Anyway, I've decided to do some tests. I've reserved bunches of privet berries and handfuls of cotoneaster berries from our own garden bushes, stored them on the back step in the normal weather, and today (11 September 2011) I've set them into shallow trenches, covered them with soil and watered them.

My idea is to see if seedlings emerge - in a mass, or just a few - and how long it takes. This is a very rough test, and if anything grows I intend to do a more scientific assessment next year.

Ivy is another pest plant that is rampaging - in a creeping sort of way - across the garden here. Like everyone else, I want to find a way to control it, so I've set up two tests so far. The first was simply to strip the growth off a gate post where it was so well established it had grown berries! The stripping took place in mid-winter, when the ivy was probably not growing fast. In the same few days, I also began the second test: thoroughly spraying the leaves of ground ivy with Roundup (proprietary herbicide) and then immediately (within a minute or two) covering the sprayed leaves with a thin layer of mulch.


The results of the stripping are encouraging. (They are a repeat of my experience in another garden where I just pulled the ivy out and off the side of the house, and also pulled out any regrowth later. Excellent control.) Only one stem of ivy remains on the gate post (it was inaccessible to my stripping in July-August), and it has a few new shoots on it now, as we move into spring.  Provided I hook that stem out soon somehow, I expect that growth to come under control easily.

The results of the spraying and covering are negative. The mulch has been breached in a few places by big ivy leaves, and where I pull the mulch back to look beneath it, there is healthy ivy waiting to burst through. However, grasses and other weeds that were sprayed along with the ivy are very dead.

The next test will be to apply two sprays: first a detergent solution, using the detergent from the kitchen for dishes, followed quickly afterwards with a spray of Roundup. It'll be important not to make the leaves too wet with the detergent. The detergent is supposed to break through the waxy coating on the leaves so the Roundup can penetrate into the plant tissue. But if the leaves get too wet the Roundup spray will probably just run off.

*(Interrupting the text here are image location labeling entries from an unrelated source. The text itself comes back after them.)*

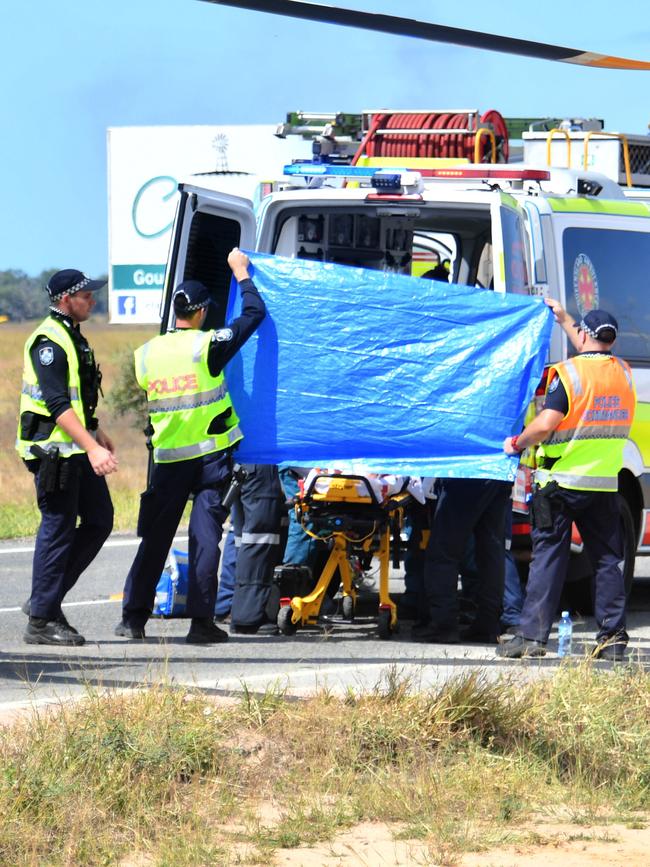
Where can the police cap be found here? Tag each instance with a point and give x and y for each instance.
(69, 282)
(600, 325)
(191, 295)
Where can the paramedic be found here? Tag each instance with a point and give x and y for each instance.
(465, 507)
(257, 518)
(195, 428)
(62, 444)
(581, 431)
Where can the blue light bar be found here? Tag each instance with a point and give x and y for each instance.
(312, 170)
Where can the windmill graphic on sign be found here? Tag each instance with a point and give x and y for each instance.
(220, 145)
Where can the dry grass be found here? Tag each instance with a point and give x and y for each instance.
(169, 778)
(18, 512)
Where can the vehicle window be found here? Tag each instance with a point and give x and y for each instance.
(210, 240)
(610, 268)
(431, 250)
(514, 248)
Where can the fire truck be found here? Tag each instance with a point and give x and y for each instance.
(565, 214)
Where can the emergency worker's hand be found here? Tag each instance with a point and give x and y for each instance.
(558, 311)
(105, 441)
(102, 461)
(239, 263)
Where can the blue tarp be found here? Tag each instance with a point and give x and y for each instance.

When attacking woody weeds in bushland, the Landcare teams work in pairs: one person clears around the stem of a weedy shrub, and then, when the other person with the Roundup bottle is ready, they cut the stem and 'dab' it with Roundup within seconds. That method works very well and should work for ivy - but imagine having to dab every small ivy stem! I've heard that for ground ivy you can run the mower over it and then spray (with a drop or two of detergent in the spray bottle). But again I think that needs to be a 2-person job, with one mowing and one spraying within seconds of the mower passing.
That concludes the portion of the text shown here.